Your CL and RPG programs need to be compiled to be thread safe. Generally programs should be compiled using the CRTBNDCL or CRTBNDRPG commands. RPG programs probably need to use the THREAD(*SERIALIZE) control specification option. You should also review all IBM supplied documentation for executing multi-threaded RPG and CL programs before using this aXes feature.

Your CL and RPG programs cannot open a 5250 display file because they are not executing in a context where they are associated with a 5250 device.

Your CL and RPG programs need to be robust. They need to trap errors and handle them gracefully releasing all open or allocated resources.

Your CL and RPG programs need to be symmetrical in resource usage. Basically this means that if something is opened, locked or allocated as the program is executing it always it needs to be symmetrically closed, unlocked or de-allocated as the program is terminating.

Your server programs need to be stateless between each call. This means they must terminate (set on LR in RPG terminology) at the end of every call and cannot remember values between calls in their variables nor leave any resource open or allocated. Where a stateful design is required, typically a unique token or some sort of session id is assigned by the server that can be used to save and restore state on each call.
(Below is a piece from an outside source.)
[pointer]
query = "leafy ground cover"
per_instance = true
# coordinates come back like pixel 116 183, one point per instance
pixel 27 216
Your CL and RPG programs need to execute quickly. Anything that would take more than 1 or 2 seconds to execute should be submitted to batch instead.

If your 5250 session locks up you probably have poor error handling in your program. It has failed and is waiting for the system operator to reply to a message. It is recommended that you improve such default IBM i error handling.

Your RPG or CL program must never ever change the execution characteristics of the IBM i job they are executing. Job characteristics include anything that may impact other programs executing within the same job – including things like library lists, priorities, activation groups, CCSIDs, contents of QTEMP, etc.